Alguien, una amiga en particular le hizo una descripción un tanto tétrica de aquel personaje, para aquella amiga era un ser espectral como de otro mundo con una frialdad que sorprendía, sarcástico y cínico pero Daniela no podía creer lo que estaban oyendo sus oídos, no era cierto, no era así la persona con la que había compartido tantos años, simplemente se lo decían para que entrara en rabia para que del amor pudiera traspasar a la frontera del odio. Pero Daniela aunque solamente fuera por un instante para poder quitarse aquel dolor le era imposible flanquear la pequeña distancia que separa el amor del odio.
Los meses con su psicoterapeuta no habían hecho más que avanzar y Daniela seguía siendo hermética y parca en palabras. Poco a poco a raíz de aquellos comentarios fue entablando una conversación más fluida con él. Le sorprendían y molestaban aquellos comentarios y preguntaba como los demás lo podían ver así y ella no. Con el tiempo y con la ayuda de su psicoterapeuta tuvo que dar la razón a sus amigos, qué ciega había sido durante tantos años, como podía haberla cegado el amor de aquella manera. Con el tiempo Daniela se dio cuenta que el último año que compartió con él había sido como él realmente era, frío y calculador quizás como aquel personaje espectral que su amiga describía. Siempre había sido así, siempre con los demás pero mientras supuestamente la quería una máscara protegía su verdadera identidad en el momento en que la despreció fue cuando se mostró como realmente era. Cómo pudo actuar así, como pudo mantener un papel durante tanto tiempo, su misma frialdad y capacidad calculadora le permitió elaborar y maquinar su plan astuto jugando al mismo tiempo por lo que Daniela soñaba en aquel momento con su maternidad.
7 de abril de 2009
Adiós abril
19 de marzo de 2009
¿Primavera?

La primavera llegó y con ella un nuevo aroma a la ciudad, las flores y los árboles empezaron a florecer y brotar compulsivamente como si el invierno les hubiera tenido en un gran letargo pero ante los incipientes rayos del sol que incidía en toda la vegetación empezaron a brotar llenos de vida. Los días y su luz habían empezado a alargarse y cada vez se notaba que anochecía un poco más tarde.

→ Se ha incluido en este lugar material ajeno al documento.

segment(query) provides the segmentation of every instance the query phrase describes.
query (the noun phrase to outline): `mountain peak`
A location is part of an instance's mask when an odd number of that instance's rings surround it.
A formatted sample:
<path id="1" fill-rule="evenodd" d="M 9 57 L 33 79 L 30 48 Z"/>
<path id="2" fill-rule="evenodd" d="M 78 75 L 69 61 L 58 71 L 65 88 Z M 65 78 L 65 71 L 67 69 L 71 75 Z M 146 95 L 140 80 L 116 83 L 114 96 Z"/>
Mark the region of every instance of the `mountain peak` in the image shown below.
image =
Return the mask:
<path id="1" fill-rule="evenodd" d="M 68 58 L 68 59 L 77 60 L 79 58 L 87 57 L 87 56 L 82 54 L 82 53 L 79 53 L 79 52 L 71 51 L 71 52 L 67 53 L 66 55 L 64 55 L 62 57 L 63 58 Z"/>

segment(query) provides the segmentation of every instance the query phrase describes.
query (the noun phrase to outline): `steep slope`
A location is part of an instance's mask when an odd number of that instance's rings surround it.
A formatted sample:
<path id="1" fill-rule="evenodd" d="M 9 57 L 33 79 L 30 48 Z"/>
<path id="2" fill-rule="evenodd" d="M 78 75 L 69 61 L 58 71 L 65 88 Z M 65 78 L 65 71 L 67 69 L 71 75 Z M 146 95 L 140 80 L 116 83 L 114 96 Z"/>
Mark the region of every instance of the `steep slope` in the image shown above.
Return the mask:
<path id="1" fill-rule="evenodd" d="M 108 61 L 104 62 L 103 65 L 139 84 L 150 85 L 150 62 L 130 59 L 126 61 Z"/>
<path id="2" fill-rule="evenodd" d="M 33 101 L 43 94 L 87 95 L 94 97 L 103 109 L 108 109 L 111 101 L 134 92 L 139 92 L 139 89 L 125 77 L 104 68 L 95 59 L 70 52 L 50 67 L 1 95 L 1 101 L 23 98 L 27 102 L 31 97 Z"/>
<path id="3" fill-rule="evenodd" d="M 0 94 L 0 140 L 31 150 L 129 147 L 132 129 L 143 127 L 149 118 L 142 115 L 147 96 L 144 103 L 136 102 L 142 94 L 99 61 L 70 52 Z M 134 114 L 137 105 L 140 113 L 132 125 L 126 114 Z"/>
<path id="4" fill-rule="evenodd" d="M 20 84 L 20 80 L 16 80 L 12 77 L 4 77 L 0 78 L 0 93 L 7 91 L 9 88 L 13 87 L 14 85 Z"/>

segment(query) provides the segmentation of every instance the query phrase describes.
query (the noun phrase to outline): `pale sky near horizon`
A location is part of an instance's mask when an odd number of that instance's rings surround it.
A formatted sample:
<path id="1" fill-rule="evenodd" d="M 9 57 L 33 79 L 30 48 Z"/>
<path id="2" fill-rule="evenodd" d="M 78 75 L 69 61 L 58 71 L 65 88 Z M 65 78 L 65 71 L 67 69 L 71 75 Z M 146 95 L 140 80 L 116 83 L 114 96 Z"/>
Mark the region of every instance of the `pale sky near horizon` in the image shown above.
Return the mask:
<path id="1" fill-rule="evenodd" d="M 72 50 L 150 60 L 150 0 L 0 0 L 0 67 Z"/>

Daniela siempre había notado los cambios de las estaciones y especialmente la primavera, había algo en la primavera quizás un aroma en el ambiente, algo especial que le hacía sentir viva. Cuando empezaba la primavera le encantaba pasear por las calles de su ciudad, cierto que la ciudad no era un lugar idóneo para captar toda la esencia de la naturaleza pero en sus parques ella notaba y sentía que había un nuevo renacer y le gustaba pasear y respirar hondo y quedarse para si aquel aroma que dificilmente podía describir. En su ser notaba que había llegado la primavera.
Pero con la llegada de esta primavera Daniela no sintió nada era como si el invierno se hubiera quedado en su corazón, como si el frío invierno no quisiera dejarla salir y sus días seguían siendo largos y tristes.
16 de febrero de 2009
El amor no depende del número de rosas que te regalen
De la misma manera que el día de San Valentín llegó así marchó. Daniela ni siquiera se percató del día que era aunque para ella ya había perdido todo su significado. No era entusiasta de celebrar ese día porque para Daniela habían otras fechas más importantes en su vida, fechas que no volvería a celebrar, días con los que no volvería a soñar.